Happy moments dataset basic analysis

Juan Andrés Cabral

In this tutorial, we explore various techniques to analyze textual data, specifically focusing on sentiment analysis. We will use a dataset of textual entries from a research study, which includes 100,000+ happy moments. The dataset, can be found on the author's Github repository. Or can be Download here: Dataset. Here is the Paper.

The dataset contains 100,535 entries. Each column has this many non-null entries, except for the ground_truth_category column, which has only 14,125 non-null entries.

This table shows that most happy moments are described using just 1 or 2 sentences. However, there are some instances where up to 68 sentences are used.

I'll remove common English stop words (like 'the', 'is', 'in', etc.), perform tokenization, and then calculate the frequency of each word. Finally, I'll display the top 20 most frequent words.

These are the words that appear most frequently in the descriptions of happy moments. They may give us some initial insights into what aspects are commonly associated with happiness. Let's create a word cloud representation

TextBlob is a Python library that can be used for processing textual data. It provides a simple API for diving into common natural language processing (NLP) tasks such as part-of-speech tagging, noun phrase extraction, sentiment analysis, classification, translation, and more.

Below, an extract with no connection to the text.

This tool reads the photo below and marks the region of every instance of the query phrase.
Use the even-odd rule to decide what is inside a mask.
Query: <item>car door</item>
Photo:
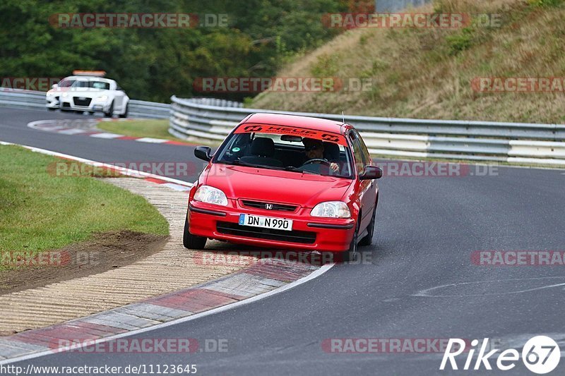
[[[351,130],[349,133],[349,138],[353,151],[355,169],[357,170],[357,179],[358,181],[357,183],[359,187],[359,202],[361,202],[361,226],[359,229],[362,231],[369,226],[371,222],[376,200],[376,193],[374,181],[360,180],[359,176],[362,174],[365,166],[371,164],[372,160],[369,152],[367,150],[364,142],[361,140],[361,136],[359,136],[357,131],[355,129]]]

To perform sentiment analysis, TextBlob uses an analyzer that returns a number called polarity:

Polarity: a float within the range [-1.0, 1.0] where -1 means negative sentiment, 0 means neutral sentiment, and 1 means positive sentiment. Let's apply TextBlob to the cleaned_hm column.

Now let's make a histogram.

The histogram above displays the distribution of the polarity scores in the cleaned_hm column. The mean polarity score is 0.23, represented by the red dashed line in the histogram. The standard deviation of the polarity scores is 0.29.

A polarity score of 0.23 indicates that the sentiment in the dataset leans towards positive. The standard deviation of 0.29 shows there is a relatively moderate variability in the sentiment scores. Now, we are going to analyze how the length of the messages relates to the sentiments expressed in the texts

The image above displays the distribution of the message lengths in the cleaned_hm column. The mean message length is 93.10, represented by the red dashed line in the histogram. The standard deviation of the message lengths is 115.63.

This suggests that while the average message length is about 93 characters, there is a large variation in message lengths, with many messages being much shorter or longer than the average.

Next, we can check if there's any correlation between message length and sentiment. For this, we can use a scatter plot to visualize the relationship between message length and polarity scores.

The scatter plot above shows the relationship between message length and polarity scores in the cleaned_hm column. Each point represents a message, with the x-coordinate indicating the length of the message and the y-coordinate indicating the polarity score.

From the plot, it's hard to see a clear trend or correlation between message length and polarity. The sentiment seems to be evenly distributed across different message lengths, suggesting that in this dataset, the length of the message does not have a strong impact on its sentiment.